Boost logo

Boost Users :

From: John Maddock (john_at_[hidden])
Date: 2006-04-29 07:34:11


>> i am using boost regex to check the systax of my URLs.
>> if i am giving a long URL then it is giving the following error:-
>>
>> terminate called after throwing an instance of
>> 'boost::bad_expression' what(): Memory exhausted
>> Aborted

There is a runtime santity check inside the regex matcher that results in an
exception being thrown if the complexity of the attempted match exceed a
certain limit. It's there to prevent you from shooting yourself in the foot
and writing an expression that takes *forever* to match.

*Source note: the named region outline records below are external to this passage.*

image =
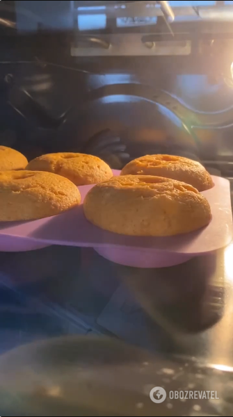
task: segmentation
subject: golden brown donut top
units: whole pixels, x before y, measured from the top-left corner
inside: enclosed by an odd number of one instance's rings
[[[110,167],[97,156],[72,152],[42,155],[29,162],[26,169],[58,174],[77,186],[98,183],[113,177]]]
[[[55,215],[80,202],[76,186],[59,175],[42,172],[0,172],[0,221]]]
[[[6,146],[0,146],[0,171],[24,170],[27,164],[24,155]]]
[[[199,163],[182,156],[146,155],[129,162],[121,175],[155,175],[192,185],[198,191],[211,188],[213,180]]]
[[[138,236],[188,233],[211,219],[207,200],[192,186],[149,175],[113,177],[96,185],[83,209],[102,229]]]

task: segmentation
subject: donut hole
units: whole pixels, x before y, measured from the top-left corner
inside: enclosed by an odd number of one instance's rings
[[[72,159],[73,158],[76,158],[77,156],[75,155],[63,155],[62,156],[62,158],[63,159]]]
[[[18,174],[17,172],[15,172],[15,175],[14,175],[13,179],[14,181],[18,181],[20,179],[25,179],[26,178],[31,178],[33,177],[35,177],[34,172],[19,172]]]
[[[172,156],[170,155],[163,155],[163,161],[166,161],[166,162],[170,162],[170,161],[179,161],[179,157],[178,156]]]

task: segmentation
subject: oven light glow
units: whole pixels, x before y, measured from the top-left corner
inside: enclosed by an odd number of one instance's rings
[[[228,279],[233,281],[233,244],[227,247],[224,252],[225,273]]]
[[[225,372],[233,372],[233,368],[232,366],[227,366],[226,365],[213,365],[214,369],[218,370],[223,370]]]
[[[232,74],[232,77],[233,79],[233,63],[232,63],[232,65],[231,65],[231,74]]]

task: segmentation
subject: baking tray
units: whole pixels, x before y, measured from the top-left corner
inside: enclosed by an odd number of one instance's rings
[[[120,171],[115,171],[119,175]],[[232,238],[230,182],[213,176],[214,187],[202,193],[212,220],[197,231],[172,237],[119,235],[90,224],[83,205],[61,215],[31,222],[0,223],[0,251],[22,252],[63,245],[93,247],[102,256],[128,266],[161,268],[182,263],[227,246]],[[93,186],[79,187],[82,202]]]

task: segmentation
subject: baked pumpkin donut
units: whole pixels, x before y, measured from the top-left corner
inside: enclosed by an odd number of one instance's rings
[[[58,174],[76,186],[95,184],[113,177],[110,167],[97,156],[70,152],[42,155],[29,162],[26,169]]]
[[[121,175],[156,175],[190,184],[198,191],[214,186],[211,175],[199,163],[183,156],[146,155],[129,162]]]
[[[115,177],[86,196],[84,214],[95,226],[137,236],[170,236],[207,226],[209,204],[186,183],[152,176]]]
[[[49,172],[0,172],[0,221],[40,219],[78,206],[81,195],[70,181]]]
[[[24,170],[27,164],[24,155],[6,146],[0,146],[0,171]]]

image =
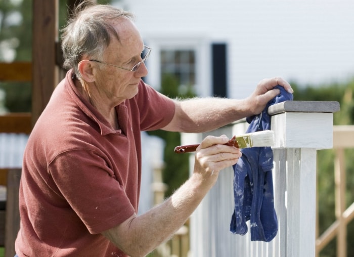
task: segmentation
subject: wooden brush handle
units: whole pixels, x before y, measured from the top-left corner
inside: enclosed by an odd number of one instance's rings
[[[236,140],[236,137],[234,137],[231,139],[229,140],[228,143],[224,144],[225,145],[229,146],[234,146],[235,147],[239,148],[237,141]],[[177,153],[191,153],[195,152],[197,148],[200,145],[200,144],[195,144],[194,145],[186,145],[185,146],[176,146],[174,148],[174,152]]]

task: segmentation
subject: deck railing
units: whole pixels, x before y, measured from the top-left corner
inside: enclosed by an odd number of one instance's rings
[[[279,229],[270,243],[251,241],[229,232],[234,207],[233,170],[220,172],[217,182],[192,215],[190,255],[313,257],[316,254],[317,150],[333,147],[335,102],[289,101],[271,106],[275,206]],[[184,134],[183,144],[200,142],[207,135],[244,133],[237,122],[201,134]],[[191,165],[194,157],[191,155]],[[191,170],[192,170],[191,169]],[[249,230],[249,224],[248,224]]]

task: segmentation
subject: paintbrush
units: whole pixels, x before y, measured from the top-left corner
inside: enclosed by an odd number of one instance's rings
[[[274,133],[272,131],[267,130],[234,136],[225,145],[234,146],[237,148],[246,148],[273,146],[274,143]],[[194,152],[199,145],[200,144],[196,144],[176,146],[174,148],[174,152],[183,153]]]

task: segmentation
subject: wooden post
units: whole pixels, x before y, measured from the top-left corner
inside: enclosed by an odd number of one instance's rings
[[[336,102],[288,101],[271,106],[268,112],[276,143],[272,172],[277,236],[266,243],[251,241],[249,232],[244,236],[229,232],[234,203],[233,170],[229,168],[220,173],[215,185],[192,215],[191,256],[315,256],[316,151],[332,147],[333,113],[338,110]],[[207,135],[231,137],[244,133],[247,125],[237,122],[201,137],[199,134],[195,141]],[[196,143],[190,136],[182,139],[183,144]],[[247,226],[249,231],[249,222]]]
[[[5,257],[15,256],[15,240],[20,229],[19,190],[21,169],[9,169],[8,174],[5,225]]]
[[[41,113],[58,81],[56,41],[58,0],[33,0],[32,124]]]

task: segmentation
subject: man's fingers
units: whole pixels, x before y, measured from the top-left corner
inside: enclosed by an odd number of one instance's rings
[[[220,137],[208,136],[202,141],[198,148],[207,148],[211,146],[217,144],[224,145],[224,144],[226,144],[228,141],[229,138],[225,135],[223,135]]]

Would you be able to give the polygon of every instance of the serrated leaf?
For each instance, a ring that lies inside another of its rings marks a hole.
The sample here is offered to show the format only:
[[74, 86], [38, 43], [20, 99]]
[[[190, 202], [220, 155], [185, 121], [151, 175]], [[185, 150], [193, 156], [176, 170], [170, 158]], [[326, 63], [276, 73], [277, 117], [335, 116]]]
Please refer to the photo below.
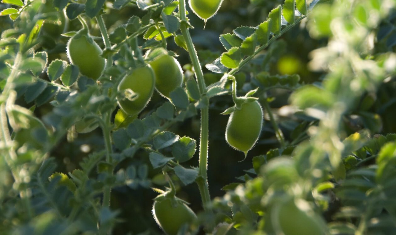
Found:
[[154, 148], [158, 150], [173, 145], [179, 139], [179, 136], [170, 132], [163, 132], [156, 136], [153, 139]]
[[175, 42], [177, 46], [186, 51], [187, 50], [187, 44], [186, 44], [186, 41], [184, 40], [184, 37], [183, 36], [183, 35], [179, 34], [175, 36]]
[[[63, 0], [65, 1], [65, 0]], [[60, 1], [59, 0], [59, 2]], [[23, 2], [21, 0], [2, 0], [1, 2], [6, 4], [11, 4], [18, 6], [23, 6]]]
[[178, 162], [183, 162], [192, 157], [196, 147], [195, 139], [183, 136], [172, 145], [172, 156]]
[[244, 40], [246, 38], [254, 33], [255, 31], [256, 28], [254, 27], [241, 26], [233, 30], [232, 32], [238, 38]]
[[47, 74], [51, 81], [57, 79], [63, 73], [67, 65], [67, 62], [64, 60], [55, 59], [48, 66]]
[[180, 27], [180, 22], [177, 17], [171, 15], [167, 15], [164, 12], [161, 15], [164, 21], [164, 25], [168, 32], [175, 32]]
[[106, 0], [87, 0], [85, 3], [85, 13], [93, 18], [99, 13]]
[[307, 15], [306, 0], [295, 0], [296, 7], [300, 13], [303, 15]]
[[280, 5], [273, 9], [268, 15], [268, 18], [271, 19], [271, 31], [274, 34], [279, 34], [280, 32], [282, 10], [282, 8]]
[[8, 15], [11, 14], [15, 14], [18, 13], [18, 10], [15, 8], [10, 8], [4, 9], [0, 12], [0, 16]]
[[77, 80], [79, 73], [78, 67], [73, 65], [69, 65], [61, 76], [61, 80], [63, 85], [70, 86]]
[[76, 2], [72, 2], [66, 8], [66, 15], [70, 19], [74, 19], [84, 11], [85, 5]]
[[25, 94], [25, 101], [29, 103], [37, 98], [46, 88], [47, 84], [38, 81], [32, 86], [30, 86]]
[[176, 175], [184, 185], [193, 183], [198, 176], [198, 171], [195, 169], [187, 169], [181, 166], [177, 166], [173, 169]]
[[125, 29], [129, 32], [133, 33], [137, 31], [141, 25], [140, 18], [136, 15], [133, 15], [128, 20]]
[[244, 40], [241, 45], [241, 52], [246, 55], [251, 55], [254, 53], [257, 46], [257, 35], [253, 33]]
[[170, 93], [169, 95], [172, 103], [175, 106], [185, 109], [188, 106], [188, 97], [184, 89], [178, 87]]
[[220, 40], [223, 46], [227, 50], [232, 47], [240, 46], [243, 41], [243, 40], [238, 38], [236, 35], [230, 33], [221, 35]]
[[153, 152], [150, 153], [149, 158], [152, 167], [154, 168], [164, 166], [168, 162], [173, 158], [173, 157], [166, 157], [161, 154]]
[[290, 24], [294, 23], [295, 5], [295, 0], [286, 0], [282, 9], [283, 17], [286, 21]]
[[218, 58], [210, 64], [207, 64], [205, 67], [209, 71], [216, 73], [224, 73], [228, 69], [221, 63], [221, 57]]
[[242, 55], [238, 48], [233, 47], [221, 55], [221, 63], [229, 69], [237, 68], [242, 59]]
[[46, 87], [36, 99], [37, 106], [38, 107], [48, 102], [56, 94], [58, 90], [59, 90], [59, 88], [55, 86], [50, 86]]

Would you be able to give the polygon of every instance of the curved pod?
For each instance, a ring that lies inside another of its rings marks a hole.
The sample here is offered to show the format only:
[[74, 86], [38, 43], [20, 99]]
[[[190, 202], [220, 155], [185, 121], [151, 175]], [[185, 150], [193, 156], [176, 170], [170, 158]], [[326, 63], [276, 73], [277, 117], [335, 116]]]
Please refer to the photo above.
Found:
[[81, 74], [95, 80], [102, 75], [106, 66], [106, 60], [101, 56], [102, 49], [84, 29], [70, 38], [67, 53]]
[[155, 75], [149, 65], [135, 69], [121, 80], [118, 90], [122, 92], [130, 89], [137, 95], [133, 100], [118, 99], [118, 105], [130, 115], [137, 115], [148, 103], [154, 92]]
[[176, 235], [181, 227], [196, 218], [195, 213], [187, 205], [177, 199], [165, 198], [156, 201], [152, 214], [157, 224], [168, 235]]
[[247, 155], [260, 136], [263, 118], [261, 106], [257, 101], [243, 104], [228, 118], [226, 129], [227, 142]]
[[163, 96], [169, 98], [170, 93], [181, 86], [183, 71], [177, 60], [163, 55], [150, 63], [155, 74], [155, 88]]
[[198, 17], [206, 21], [216, 14], [223, 0], [188, 0], [190, 8]]

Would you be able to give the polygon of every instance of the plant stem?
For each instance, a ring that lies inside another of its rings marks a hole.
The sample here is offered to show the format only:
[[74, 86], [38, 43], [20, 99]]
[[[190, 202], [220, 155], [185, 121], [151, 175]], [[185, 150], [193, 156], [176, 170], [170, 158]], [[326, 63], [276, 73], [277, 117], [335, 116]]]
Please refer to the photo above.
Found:
[[[180, 29], [181, 31], [187, 50], [191, 58], [192, 66], [195, 72], [198, 83], [201, 96], [204, 95], [206, 92], [206, 86], [204, 80], [204, 74], [201, 68], [196, 52], [194, 48], [192, 40], [191, 39], [190, 32], [187, 29], [187, 19], [184, 0], [179, 1], [179, 16], [181, 21]], [[201, 136], [200, 141], [199, 151], [199, 175], [197, 179], [196, 182], [198, 185], [202, 201], [204, 208], [206, 212], [211, 212], [209, 207], [210, 203], [210, 195], [209, 193], [209, 185], [208, 183], [208, 151], [209, 141], [209, 99], [207, 100], [207, 103], [205, 107], [201, 109]]]
[[[100, 29], [101, 33], [102, 34], [102, 37], [103, 38], [103, 41], [105, 43], [105, 46], [106, 46], [106, 49], [111, 50], [111, 44], [110, 43], [110, 40], [109, 38], [109, 34], [107, 33], [107, 30], [106, 28], [106, 25], [105, 25], [105, 22], [102, 17], [102, 15], [99, 15], [96, 17], [96, 21], [99, 25], [99, 29]], [[113, 64], [112, 57], [111, 53], [107, 56], [107, 61], [106, 63], [106, 67], [111, 67]]]
[[263, 101], [261, 103], [264, 106], [264, 109], [265, 109], [267, 113], [268, 113], [268, 116], [270, 117], [270, 120], [271, 121], [271, 124], [272, 125], [274, 130], [275, 130], [275, 136], [276, 136], [276, 139], [278, 139], [278, 141], [280, 143], [281, 147], [284, 147], [286, 146], [286, 144], [285, 143], [285, 138], [283, 136], [283, 133], [282, 132], [282, 130], [278, 126], [276, 122], [275, 121], [272, 110], [271, 110], [271, 107], [270, 107], [270, 105], [268, 104], [268, 102], [267, 101], [267, 97], [263, 99]]

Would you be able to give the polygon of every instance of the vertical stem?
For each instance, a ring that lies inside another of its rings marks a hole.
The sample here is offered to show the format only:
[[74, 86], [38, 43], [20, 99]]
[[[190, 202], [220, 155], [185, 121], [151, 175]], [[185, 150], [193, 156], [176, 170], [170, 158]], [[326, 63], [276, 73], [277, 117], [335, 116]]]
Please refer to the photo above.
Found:
[[[186, 42], [186, 44], [191, 58], [192, 66], [195, 72], [198, 83], [200, 93], [201, 96], [206, 92], [206, 86], [204, 80], [204, 74], [201, 68], [196, 52], [194, 48], [190, 32], [187, 29], [186, 11], [184, 0], [179, 1], [179, 16], [181, 21], [180, 29]], [[205, 211], [210, 212], [209, 208], [210, 203], [210, 195], [209, 185], [208, 183], [208, 151], [209, 141], [209, 101], [205, 107], [201, 109], [201, 136], [200, 142], [199, 152], [199, 176], [197, 179], [201, 197], [202, 199], [204, 208]]]
[[276, 122], [275, 121], [272, 110], [271, 110], [271, 108], [270, 107], [269, 105], [268, 104], [268, 102], [267, 101], [266, 96], [265, 99], [264, 99], [262, 103], [264, 106], [264, 108], [268, 113], [268, 115], [270, 117], [270, 120], [274, 130], [275, 130], [275, 134], [276, 136], [276, 138], [278, 139], [278, 141], [279, 141], [280, 143], [280, 147], [281, 147], [284, 148], [286, 146], [286, 143], [285, 143], [285, 138], [283, 136], [283, 133], [282, 132], [282, 130], [279, 128], [278, 126], [278, 124], [276, 124]]
[[[96, 21], [99, 25], [99, 29], [100, 29], [101, 33], [102, 34], [102, 38], [103, 38], [103, 41], [105, 43], [105, 46], [106, 46], [106, 50], [111, 49], [111, 44], [110, 43], [110, 40], [109, 38], [109, 34], [107, 33], [107, 30], [106, 28], [106, 25], [105, 25], [105, 22], [102, 17], [102, 15], [100, 15], [96, 17]], [[113, 64], [112, 58], [111, 55], [109, 54], [107, 56], [107, 61], [106, 64], [106, 67], [109, 68], [111, 67]]]

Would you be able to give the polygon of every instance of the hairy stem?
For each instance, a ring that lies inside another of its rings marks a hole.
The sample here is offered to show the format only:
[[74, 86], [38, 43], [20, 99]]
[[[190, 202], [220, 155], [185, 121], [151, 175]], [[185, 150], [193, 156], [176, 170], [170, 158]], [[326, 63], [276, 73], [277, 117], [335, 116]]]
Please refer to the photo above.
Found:
[[[187, 29], [187, 24], [186, 22], [186, 11], [184, 0], [179, 1], [179, 17], [181, 20], [180, 29], [191, 58], [192, 66], [195, 72], [201, 96], [204, 95], [206, 92], [206, 86], [204, 80], [204, 74], [201, 68], [196, 52], [194, 48], [192, 40], [191, 39], [190, 32]], [[209, 193], [209, 185], [208, 183], [208, 151], [209, 141], [209, 101], [205, 107], [201, 109], [201, 136], [200, 142], [199, 152], [199, 175], [197, 179], [201, 197], [202, 199], [204, 208], [207, 212], [210, 212], [211, 210], [209, 206], [210, 203], [210, 195]]]

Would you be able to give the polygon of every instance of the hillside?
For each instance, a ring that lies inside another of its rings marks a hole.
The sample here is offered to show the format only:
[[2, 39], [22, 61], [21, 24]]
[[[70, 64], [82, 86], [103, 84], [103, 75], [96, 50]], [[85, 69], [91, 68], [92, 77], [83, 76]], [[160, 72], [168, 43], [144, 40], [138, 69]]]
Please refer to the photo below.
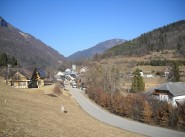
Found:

It's possible to up the limit that triggers the exception by changing the
macros in boost/regex/user.hpp, but really you need to look hard at the
regex you're using and try and optimise it a bit more.

Problems normally occur when you have something that looks like:

(x*)*

In your case I notice you have a tripply recursive loop like this in the
fragment:

((([a-zA-Z0-9]+-?)?[a-zA-Z0-9]+)+[.]{1}[a-zA-Z0-9]+)+

First off the fragment [.]{1} is just the same as [.] isn't it?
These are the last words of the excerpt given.